The present research assessed the optimization of WDSs. Application of some of the stochastic algorithms to solve this problem was shown in the literature previously. In this research, as a remedy for the deficiencies of utilizing stochastic optimization algorithms, a proposed deterministic approach (CFOnet) was used to find the optimal design cost of WDSs. The major differences between CFOnet and the conventional CFO method were in injecting new probes within the optimization process via a deterministic mutation operator and also in normalizing the acceleration values of probes in a defined range. Since probes in the proposed CFOnet method shared their own global and individual information, this method could be accounted as an intelligent swarm algorithm. Also, the mutation operator enhances increasing the global exploration ability and convergence velocity of this approach. Evaluating CFOnet to optimize the design of Kadu and Khorramshahr networks showed that this model gives the desired results in this kind of problem. For these two networks, the least lowest cost found by CFOnet was better than the best previous investigation. So the results of this comparison indicated that the CFOnet method was more efficient in solving the WDS optimization problem than other methods, while enjoying the merits of a deterministic optimization method. This study is a first effort to optimize WDSs utilizing a deterministic evolutionary algorithm; hence, only the pipe-sizing optimization of two looped networks with a single demand loading was presented.
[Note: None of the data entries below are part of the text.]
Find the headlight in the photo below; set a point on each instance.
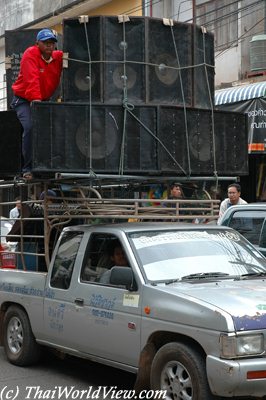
(240, 346)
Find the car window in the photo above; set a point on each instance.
(65, 260)
(249, 224)
(97, 260)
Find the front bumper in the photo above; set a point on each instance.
(228, 378)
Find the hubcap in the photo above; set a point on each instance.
(176, 380)
(15, 335)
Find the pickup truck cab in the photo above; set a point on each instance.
(249, 220)
(187, 314)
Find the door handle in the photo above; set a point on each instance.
(79, 302)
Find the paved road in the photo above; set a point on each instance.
(51, 376)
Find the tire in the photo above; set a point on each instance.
(181, 371)
(19, 343)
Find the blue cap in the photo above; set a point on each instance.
(46, 34)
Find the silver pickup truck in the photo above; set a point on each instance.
(186, 312)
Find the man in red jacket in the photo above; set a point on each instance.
(39, 77)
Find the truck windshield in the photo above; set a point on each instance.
(171, 255)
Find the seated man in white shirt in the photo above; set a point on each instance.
(234, 192)
(119, 260)
(15, 212)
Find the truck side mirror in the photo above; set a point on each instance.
(123, 276)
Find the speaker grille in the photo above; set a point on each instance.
(147, 140)
(223, 152)
(62, 134)
(169, 47)
(141, 61)
(10, 144)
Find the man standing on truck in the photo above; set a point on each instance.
(39, 77)
(234, 192)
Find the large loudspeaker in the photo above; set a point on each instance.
(62, 132)
(169, 54)
(142, 60)
(97, 50)
(198, 149)
(16, 42)
(10, 144)
(203, 73)
(74, 137)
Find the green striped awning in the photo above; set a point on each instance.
(240, 93)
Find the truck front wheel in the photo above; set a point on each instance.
(180, 371)
(19, 343)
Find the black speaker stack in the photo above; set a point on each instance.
(137, 99)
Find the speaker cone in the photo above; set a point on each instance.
(166, 75)
(103, 143)
(82, 79)
(128, 76)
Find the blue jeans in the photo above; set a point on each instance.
(23, 110)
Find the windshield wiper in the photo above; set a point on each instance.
(204, 275)
(251, 275)
(240, 262)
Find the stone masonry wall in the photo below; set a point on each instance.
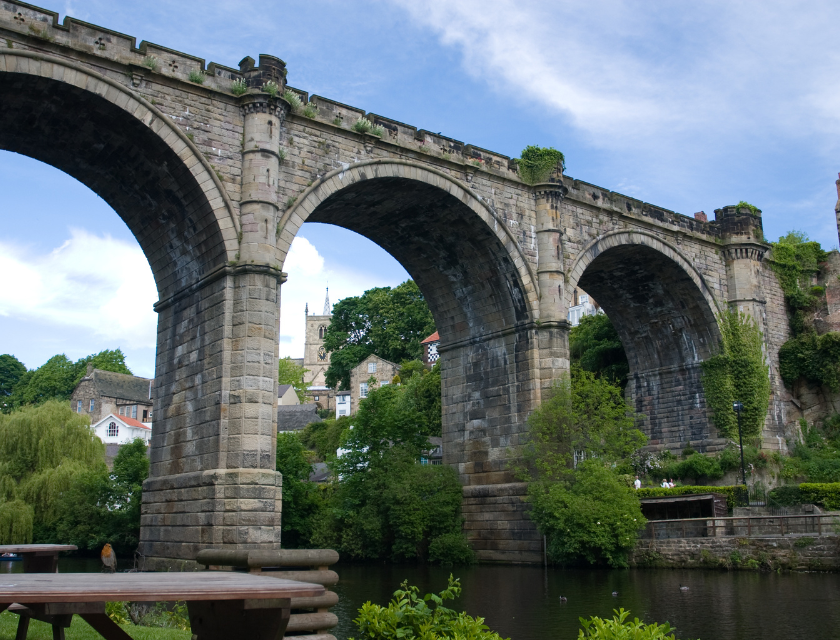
(795, 553)
(456, 215)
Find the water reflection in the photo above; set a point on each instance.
(523, 603)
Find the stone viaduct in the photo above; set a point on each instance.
(215, 185)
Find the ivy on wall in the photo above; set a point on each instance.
(537, 163)
(737, 374)
(816, 358)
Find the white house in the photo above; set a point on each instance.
(113, 429)
(342, 403)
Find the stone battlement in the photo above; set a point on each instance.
(45, 27)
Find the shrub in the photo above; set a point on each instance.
(238, 87)
(362, 125)
(537, 163)
(594, 517)
(619, 628)
(410, 617)
(785, 496)
(826, 495)
(732, 493)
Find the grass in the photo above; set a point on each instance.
(81, 630)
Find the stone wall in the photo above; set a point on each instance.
(795, 553)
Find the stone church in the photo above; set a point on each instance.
(316, 358)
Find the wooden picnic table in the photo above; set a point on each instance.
(38, 558)
(222, 605)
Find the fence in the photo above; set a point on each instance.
(742, 527)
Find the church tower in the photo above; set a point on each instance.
(315, 357)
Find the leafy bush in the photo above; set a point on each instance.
(619, 628)
(537, 163)
(784, 496)
(732, 493)
(595, 517)
(595, 346)
(826, 495)
(238, 87)
(410, 617)
(362, 125)
(288, 95)
(739, 373)
(301, 498)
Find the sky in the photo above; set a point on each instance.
(690, 106)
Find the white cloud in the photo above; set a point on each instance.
(90, 282)
(636, 73)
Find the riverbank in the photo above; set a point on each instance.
(771, 553)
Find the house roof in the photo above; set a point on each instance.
(435, 337)
(128, 422)
(121, 386)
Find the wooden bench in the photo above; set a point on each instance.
(310, 616)
(221, 605)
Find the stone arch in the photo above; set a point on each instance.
(665, 313)
(126, 151)
(479, 286)
(431, 184)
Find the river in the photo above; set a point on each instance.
(523, 603)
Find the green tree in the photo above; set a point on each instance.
(591, 516)
(43, 449)
(300, 497)
(583, 414)
(737, 373)
(390, 323)
(289, 372)
(594, 346)
(11, 370)
(57, 377)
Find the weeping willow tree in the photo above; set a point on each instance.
(42, 450)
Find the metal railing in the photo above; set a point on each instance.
(742, 527)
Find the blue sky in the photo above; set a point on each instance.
(691, 106)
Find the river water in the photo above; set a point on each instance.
(523, 603)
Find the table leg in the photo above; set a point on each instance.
(23, 628)
(104, 626)
(226, 619)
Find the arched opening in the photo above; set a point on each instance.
(480, 295)
(111, 141)
(665, 318)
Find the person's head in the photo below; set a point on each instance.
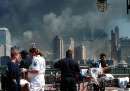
(33, 51)
(102, 56)
(69, 53)
(15, 54)
(24, 54)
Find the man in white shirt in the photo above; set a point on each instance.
(37, 69)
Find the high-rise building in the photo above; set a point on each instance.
(81, 53)
(58, 48)
(125, 48)
(71, 46)
(5, 42)
(115, 45)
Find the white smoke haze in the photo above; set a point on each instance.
(28, 35)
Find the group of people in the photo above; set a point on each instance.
(32, 63)
(71, 74)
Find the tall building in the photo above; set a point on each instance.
(125, 48)
(5, 42)
(81, 53)
(71, 46)
(115, 45)
(58, 48)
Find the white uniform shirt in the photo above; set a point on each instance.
(38, 81)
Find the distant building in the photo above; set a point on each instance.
(5, 42)
(125, 48)
(71, 46)
(115, 45)
(81, 54)
(58, 48)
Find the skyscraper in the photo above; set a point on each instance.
(81, 53)
(71, 46)
(115, 45)
(5, 42)
(58, 48)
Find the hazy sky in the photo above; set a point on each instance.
(41, 20)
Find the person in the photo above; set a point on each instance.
(13, 72)
(69, 72)
(37, 70)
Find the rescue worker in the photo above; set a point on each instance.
(37, 68)
(13, 72)
(70, 71)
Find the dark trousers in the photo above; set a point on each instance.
(68, 84)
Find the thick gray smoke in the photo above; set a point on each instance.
(41, 20)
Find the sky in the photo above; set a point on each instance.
(42, 20)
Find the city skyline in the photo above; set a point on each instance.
(43, 19)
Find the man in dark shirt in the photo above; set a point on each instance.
(69, 72)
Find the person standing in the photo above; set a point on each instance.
(69, 72)
(37, 69)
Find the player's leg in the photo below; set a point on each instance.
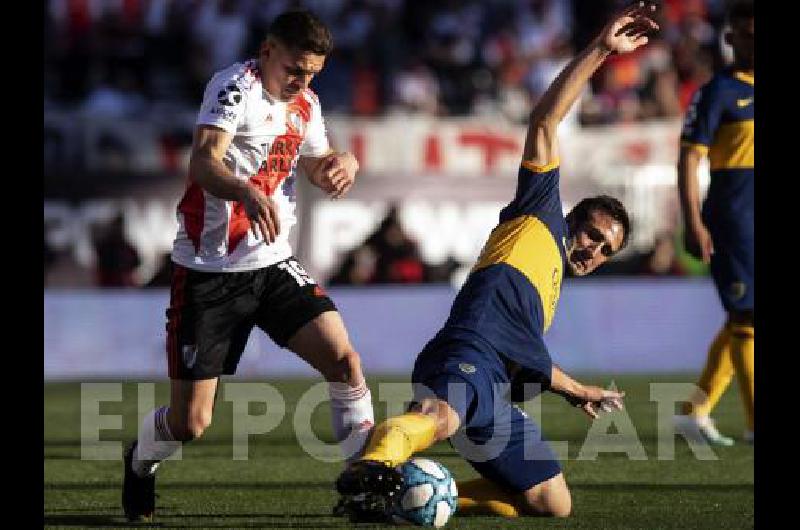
(207, 329)
(324, 344)
(367, 486)
(743, 357)
(297, 314)
(717, 373)
(444, 396)
(482, 496)
(520, 474)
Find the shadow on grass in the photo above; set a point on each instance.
(94, 521)
(207, 521)
(80, 486)
(643, 486)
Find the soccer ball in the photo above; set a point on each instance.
(428, 497)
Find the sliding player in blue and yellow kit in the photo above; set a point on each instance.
(719, 124)
(492, 344)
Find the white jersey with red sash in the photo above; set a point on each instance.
(269, 137)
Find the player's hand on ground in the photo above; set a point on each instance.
(698, 242)
(628, 30)
(338, 173)
(596, 400)
(263, 214)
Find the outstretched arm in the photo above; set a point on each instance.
(588, 398)
(626, 32)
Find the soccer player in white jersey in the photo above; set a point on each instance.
(233, 265)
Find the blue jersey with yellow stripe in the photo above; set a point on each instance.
(510, 296)
(720, 123)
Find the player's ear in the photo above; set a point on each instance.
(267, 45)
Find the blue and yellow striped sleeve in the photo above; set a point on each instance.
(702, 118)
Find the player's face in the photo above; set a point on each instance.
(742, 39)
(286, 71)
(593, 243)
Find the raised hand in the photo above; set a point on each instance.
(628, 30)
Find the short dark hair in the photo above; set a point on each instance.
(583, 210)
(302, 31)
(740, 10)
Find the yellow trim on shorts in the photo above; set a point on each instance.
(527, 164)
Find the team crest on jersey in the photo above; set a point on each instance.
(230, 96)
(295, 122)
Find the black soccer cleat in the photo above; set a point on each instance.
(368, 491)
(138, 494)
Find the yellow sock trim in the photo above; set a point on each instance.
(397, 438)
(483, 497)
(715, 378)
(743, 358)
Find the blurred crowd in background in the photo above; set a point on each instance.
(124, 58)
(440, 57)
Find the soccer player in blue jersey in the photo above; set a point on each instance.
(491, 344)
(719, 124)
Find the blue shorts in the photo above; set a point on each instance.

Deterministic optimization of the complex looped networks with multi-objective functions is highly recommended for the subject of future research. Also, the application of the CFOnet to select the optimum rehabilitation alternatives of WDSs during the operational period can be considered for future studies. The CFOnet code could be available upon request of researchers for their better understanding.